Maks la miró. Una parte de sí mismo se resistía escéptica y obstinadamente a creerse lo que estaban diciéndole las entrañas, que Zoe era inocente y que lo había sido siempre en más de un sentido.
–¿Cómo puedo saber que no estáis confabulados? Has podido gastarte toda la herencia y solo quieres ganar más dinero a mi costa…
Zoe se quedó tan pálida que Maks llegó a creer que iba a desmayarse. Sin embargo, pasó a su lado, fue hasta la puerta y la abrió.
–Vete, Maks.
Él sintió que se le encogían las entrañas y se acordó de por qué había ido allí.
–Hay algo más. Me encontré con Pierre Gardin y me dijo que podrías estar embarazada, ¿es verdad?
***
Lo miró fijamente e hizo un esfuerzo para respirar, para que le llegara oxígeno al cerebro. La rabia, la traición… Las emociones se le amontonaban y estaba mareándose. Todo ello mezclado con las ganas incontrolables de arrojarse en sus brazos y aferrarse a él como si fuera una parra.
Lo desechó todo, lo más importante era protegerse.
–Eso es lo más ridículo que he oído en mi vida –replicó ella cuando pudo parecer que estaba tranquila.
–Pierre dice que no estás bien.
A Zoe le abrasaron las mejillas y miró hacia otro lado.

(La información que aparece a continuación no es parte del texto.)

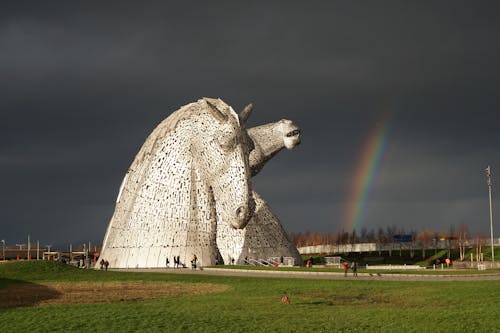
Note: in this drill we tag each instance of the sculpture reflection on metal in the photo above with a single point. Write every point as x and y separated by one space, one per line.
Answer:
188 191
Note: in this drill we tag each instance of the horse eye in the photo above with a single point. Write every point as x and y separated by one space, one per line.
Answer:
227 142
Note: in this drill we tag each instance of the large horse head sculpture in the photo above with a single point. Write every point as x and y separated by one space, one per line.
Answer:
191 174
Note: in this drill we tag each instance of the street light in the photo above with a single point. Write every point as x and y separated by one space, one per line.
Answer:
490 185
3 249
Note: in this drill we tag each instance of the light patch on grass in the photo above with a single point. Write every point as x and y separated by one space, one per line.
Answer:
59 293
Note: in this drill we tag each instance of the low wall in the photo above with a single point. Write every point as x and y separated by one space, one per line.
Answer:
397 267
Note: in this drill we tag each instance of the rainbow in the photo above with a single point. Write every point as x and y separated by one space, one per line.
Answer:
365 173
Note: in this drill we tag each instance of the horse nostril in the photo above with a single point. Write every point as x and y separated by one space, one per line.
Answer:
242 212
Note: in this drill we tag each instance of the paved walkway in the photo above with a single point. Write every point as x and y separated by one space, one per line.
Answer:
319 275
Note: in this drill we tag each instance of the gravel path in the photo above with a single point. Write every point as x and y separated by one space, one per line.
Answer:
320 275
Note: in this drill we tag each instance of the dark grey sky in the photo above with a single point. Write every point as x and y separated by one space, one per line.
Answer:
82 85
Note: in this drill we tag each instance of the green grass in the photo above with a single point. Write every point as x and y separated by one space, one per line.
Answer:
253 305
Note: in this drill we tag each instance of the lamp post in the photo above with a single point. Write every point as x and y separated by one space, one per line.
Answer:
490 185
3 249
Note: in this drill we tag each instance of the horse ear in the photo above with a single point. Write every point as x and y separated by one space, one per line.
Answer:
216 106
245 113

–Tuve gastroenteritis, eso es todo.
–Entonces, ¿no estás embarazada?
–Maks, por favor, márchate –insistió ella sin soltar el picaporte–. Tengo que dar una clase de inglés y ya voy con retraso.
–Zoe… si lo estás, tienes que decírmelo.
Ella volvió a mirarlo y se concentró en la rabia para evitar que otro sentimiento la alterara.
–¿Por qué cuando sé muy bien lo que piensas de tener una familia? Eres el último hombre al que elegiría para que fuera el padre de mi hijo.
–Si estuvieras esperando un hijo mío, asumiría mi responsabilidad. No te quedarías sola.
La rabia terminó de adueñarse de Zoe ante la idea de que él tuviera que asumir su responsabilidad por ella.
–No acudiría a ti aunque estuviera embarazada porque no lo necesito. Independientemente del dinero que haya donado a la beneficencia, no sabría qué hacer, solo los intereses de lo que queda. De modo que si estuviera embarazada, que no lo estoy, no te necesitaría.